PHN is nerve pain caused by vial damage to the nerves in the areas where the shingles rash was located, and persists even after the rash is gone.
It can last for months or years after the rash has cleared, causing severe pain that can interfere with daily activities.
About 10 to 18 percent of people who get shingles will experience PHN, with about one third getting symptoms for three months, and a fifth being in pain for a year or longer.
Our risk of PHN increases with age. 

An older adult with shingles is more likely to develop PHN and experience longer lasting and more severe pain than a younger person with shingles.

People younger than 40 rarely experience PHN.
Treatment for PHN includes lidocaine skin patches on affected areas, Capsaicin skin patches, anticonvulsants, severe pain or opioid medication like tramadol, oxycodone, Ultram and morphine, as well as low doses of antidepressants.
Care should be taken while using opioids so as to avoid getting the patient addicted to the drugs.
Pain medicine purchased at your local chemist or a prescription from your doctor can also help relieve shingles-related pain.
Using wet cloths or compresses or calamine lotion may help reduce the itching associated with the condition.
If you have shingles, direct contact with the fluid from your rash blisters can spread VZV to people who have never had chickenpox or never got the chickenpox jab. 

Should they get infected, they will develop chickenpox and not shingles.

They could then develop shingles later in life.
The risk of spreading VZV to others is low if you cover the shingles rash.

People with shingles cannot spread the virus before their rash blisters appear or after the rash develops crusts.
People with chickenpox are more likely to spread VZV than people with shingles.
Notes to remember:
l It is vital to remember that you cannot get shingles from someone who has shingles.
You can get chickenpox from someone who has shingles if you have never had chickenpox or never received the chickenpox vaccine
To avoid transmitting VZV to others, ensure you cover the rash.

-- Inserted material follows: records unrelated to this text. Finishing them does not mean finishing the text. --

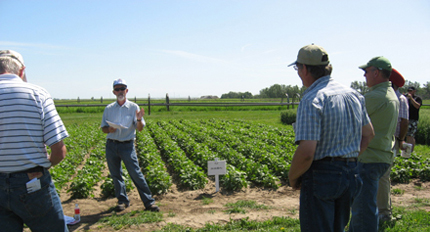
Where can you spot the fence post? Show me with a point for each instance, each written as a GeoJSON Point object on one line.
{"type": "Point", "coordinates": [167, 102]}
{"type": "Point", "coordinates": [149, 104]}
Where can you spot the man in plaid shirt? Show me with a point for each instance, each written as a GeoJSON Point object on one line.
{"type": "Point", "coordinates": [332, 129]}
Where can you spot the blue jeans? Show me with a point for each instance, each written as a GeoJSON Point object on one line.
{"type": "Point", "coordinates": [115, 152]}
{"type": "Point", "coordinates": [327, 192]}
{"type": "Point", "coordinates": [364, 209]}
{"type": "Point", "coordinates": [40, 210]}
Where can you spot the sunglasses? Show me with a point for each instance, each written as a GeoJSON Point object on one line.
{"type": "Point", "coordinates": [120, 89]}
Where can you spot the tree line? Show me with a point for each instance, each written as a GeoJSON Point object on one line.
{"type": "Point", "coordinates": [284, 91]}
{"type": "Point", "coordinates": [274, 91]}
{"type": "Point", "coordinates": [423, 92]}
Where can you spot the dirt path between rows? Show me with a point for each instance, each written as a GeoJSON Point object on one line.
{"type": "Point", "coordinates": [186, 207]}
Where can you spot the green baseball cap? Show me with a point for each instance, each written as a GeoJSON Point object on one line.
{"type": "Point", "coordinates": [379, 62]}
{"type": "Point", "coordinates": [312, 55]}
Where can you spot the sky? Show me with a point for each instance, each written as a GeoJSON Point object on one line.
{"type": "Point", "coordinates": [194, 48]}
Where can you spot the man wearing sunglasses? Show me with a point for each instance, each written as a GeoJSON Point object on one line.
{"type": "Point", "coordinates": [28, 122]}
{"type": "Point", "coordinates": [120, 121]}
{"type": "Point", "coordinates": [382, 106]}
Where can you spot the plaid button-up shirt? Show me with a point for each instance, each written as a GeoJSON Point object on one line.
{"type": "Point", "coordinates": [333, 115]}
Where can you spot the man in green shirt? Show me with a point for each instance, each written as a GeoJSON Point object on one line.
{"type": "Point", "coordinates": [382, 105]}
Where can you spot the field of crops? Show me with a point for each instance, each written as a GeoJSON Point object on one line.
{"type": "Point", "coordinates": [177, 151]}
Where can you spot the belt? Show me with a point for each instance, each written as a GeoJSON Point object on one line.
{"type": "Point", "coordinates": [117, 141]}
{"type": "Point", "coordinates": [353, 159]}
{"type": "Point", "coordinates": [35, 169]}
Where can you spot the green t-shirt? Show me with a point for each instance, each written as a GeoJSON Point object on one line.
{"type": "Point", "coordinates": [382, 106]}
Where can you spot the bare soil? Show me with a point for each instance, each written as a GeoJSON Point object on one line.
{"type": "Point", "coordinates": [186, 207]}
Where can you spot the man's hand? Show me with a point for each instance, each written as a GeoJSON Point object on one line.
{"type": "Point", "coordinates": [139, 114]}
{"type": "Point", "coordinates": [108, 129]}
{"type": "Point", "coordinates": [296, 184]}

Avoid touching or scratching the rash. Wash your hands often.
Avoid contact with the following people until your rash forms crusts or scabs:
Pregnant women who have never had chickenpox or the chickenpox vaccine, premature or low birth weight infants, people with weakened immune system, such as people receiving immunosuppressive medications or undergoing chemotherapy, organ transplant recipients, and people with human immunodeficiency virus (HIV) infection.
Some people have a higher risk of getting shingles, including those with medical conditions receiving treatment that suppresses their immune system functions.
These include certain cancers like leukemia and lymphoma, and human immunodeficiency virus (HIV), as well as drugs such as steroids and drugs that are given after organ transplants.
In Kenya, this high risk group includes the 1.5 million people currently living with HIV.
Although rashes and itchy skin are listed among Astra Zeneca vaccine side effects, there is no link to shingles reported yet.

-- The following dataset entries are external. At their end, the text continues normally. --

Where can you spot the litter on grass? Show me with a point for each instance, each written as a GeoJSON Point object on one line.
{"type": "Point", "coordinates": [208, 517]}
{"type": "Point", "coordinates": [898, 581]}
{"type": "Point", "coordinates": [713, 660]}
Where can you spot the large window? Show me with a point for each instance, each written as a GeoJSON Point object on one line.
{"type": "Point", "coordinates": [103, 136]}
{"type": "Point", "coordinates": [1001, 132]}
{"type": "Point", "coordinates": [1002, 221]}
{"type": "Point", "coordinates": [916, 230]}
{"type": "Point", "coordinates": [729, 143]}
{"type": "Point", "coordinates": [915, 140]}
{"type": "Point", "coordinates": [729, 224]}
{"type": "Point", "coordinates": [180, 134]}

An Israeli research paper published in the Rheumatology journal on May 3, 2021, examined the potential association between vaccination against COVID-19 and herpes zoster (HZ) reactivation in patients with stable autoimmune inflammatory rheumatic diseases (AIIRD).

The study involved 590 people in Medics at the Tel Aviv Sourasky Medical Center and Carmel Medical Center in Haifa.

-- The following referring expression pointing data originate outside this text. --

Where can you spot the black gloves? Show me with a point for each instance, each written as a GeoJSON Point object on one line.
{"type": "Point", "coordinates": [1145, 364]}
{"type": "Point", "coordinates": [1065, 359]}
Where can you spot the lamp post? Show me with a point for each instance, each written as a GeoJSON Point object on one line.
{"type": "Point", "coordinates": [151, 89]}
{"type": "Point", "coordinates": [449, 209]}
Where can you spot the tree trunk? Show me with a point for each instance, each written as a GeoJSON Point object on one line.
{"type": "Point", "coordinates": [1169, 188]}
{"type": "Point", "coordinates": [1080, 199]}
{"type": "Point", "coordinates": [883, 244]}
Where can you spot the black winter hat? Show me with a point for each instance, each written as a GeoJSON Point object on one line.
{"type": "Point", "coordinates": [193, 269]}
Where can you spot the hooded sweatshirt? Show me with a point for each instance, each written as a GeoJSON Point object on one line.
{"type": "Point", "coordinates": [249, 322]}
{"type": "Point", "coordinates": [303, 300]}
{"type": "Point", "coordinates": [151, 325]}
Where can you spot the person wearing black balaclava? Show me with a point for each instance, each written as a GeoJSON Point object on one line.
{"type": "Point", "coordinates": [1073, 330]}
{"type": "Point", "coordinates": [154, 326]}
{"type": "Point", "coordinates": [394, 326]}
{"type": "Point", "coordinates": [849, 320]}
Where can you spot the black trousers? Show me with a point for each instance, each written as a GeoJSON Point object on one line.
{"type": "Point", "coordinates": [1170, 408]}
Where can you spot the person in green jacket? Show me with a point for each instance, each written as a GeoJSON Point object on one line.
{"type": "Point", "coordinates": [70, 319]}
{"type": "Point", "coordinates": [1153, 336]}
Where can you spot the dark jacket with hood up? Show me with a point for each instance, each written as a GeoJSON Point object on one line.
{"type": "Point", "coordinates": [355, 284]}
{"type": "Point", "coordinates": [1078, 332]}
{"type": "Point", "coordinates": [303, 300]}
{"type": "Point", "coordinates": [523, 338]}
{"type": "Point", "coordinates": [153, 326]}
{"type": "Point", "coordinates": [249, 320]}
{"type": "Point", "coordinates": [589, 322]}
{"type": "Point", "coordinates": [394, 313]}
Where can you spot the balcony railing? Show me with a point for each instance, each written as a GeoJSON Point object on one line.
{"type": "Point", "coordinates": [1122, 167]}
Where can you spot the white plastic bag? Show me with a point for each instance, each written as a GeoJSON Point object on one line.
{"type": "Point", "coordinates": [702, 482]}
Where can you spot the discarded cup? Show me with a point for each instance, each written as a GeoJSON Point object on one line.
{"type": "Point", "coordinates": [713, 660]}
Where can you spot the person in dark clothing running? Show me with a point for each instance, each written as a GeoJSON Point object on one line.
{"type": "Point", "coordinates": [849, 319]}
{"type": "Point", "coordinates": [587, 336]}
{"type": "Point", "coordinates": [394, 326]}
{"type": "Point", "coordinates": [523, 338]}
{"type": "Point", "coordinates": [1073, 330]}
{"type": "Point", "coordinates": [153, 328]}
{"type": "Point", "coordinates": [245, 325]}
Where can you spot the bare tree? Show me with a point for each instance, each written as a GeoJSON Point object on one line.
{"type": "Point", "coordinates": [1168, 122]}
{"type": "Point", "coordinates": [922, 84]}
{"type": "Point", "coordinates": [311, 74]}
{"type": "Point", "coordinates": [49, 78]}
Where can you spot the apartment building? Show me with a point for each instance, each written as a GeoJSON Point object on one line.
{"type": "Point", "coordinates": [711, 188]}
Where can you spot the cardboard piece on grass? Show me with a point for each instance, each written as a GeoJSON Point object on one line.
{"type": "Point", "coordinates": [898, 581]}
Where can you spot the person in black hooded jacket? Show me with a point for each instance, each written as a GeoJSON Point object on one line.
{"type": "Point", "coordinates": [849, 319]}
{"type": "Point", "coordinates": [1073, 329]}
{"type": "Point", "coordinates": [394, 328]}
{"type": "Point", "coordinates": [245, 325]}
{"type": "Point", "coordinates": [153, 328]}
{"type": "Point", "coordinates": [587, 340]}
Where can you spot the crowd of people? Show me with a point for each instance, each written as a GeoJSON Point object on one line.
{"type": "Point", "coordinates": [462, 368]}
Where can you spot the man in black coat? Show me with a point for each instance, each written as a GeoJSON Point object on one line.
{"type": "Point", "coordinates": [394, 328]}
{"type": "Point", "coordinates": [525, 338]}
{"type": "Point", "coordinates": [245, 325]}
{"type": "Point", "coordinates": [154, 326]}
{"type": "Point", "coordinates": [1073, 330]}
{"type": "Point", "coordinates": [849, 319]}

It found a shingles or herpes zoster reactivation prevalence rate of 1.2 percent for peope with AIIRD
According to Dr Victoria Furer, who is a rheumatologist at Tel Aviv Sourasky Medical Center, the report cannot authoritatively identify the vaccine as the cause of the shingles.

In an interview with the The Jerusalem Post, she said there could be an association between autoimmune disease and the vaccine in the development of shingles:

“We can say it might be a trigger in some patients. That is why we reported on it. It seems that the reason is that there is some association,” she said.

“We should not scare people. The overall message is to get vaccinated. It is just important to be aware,” added the medic.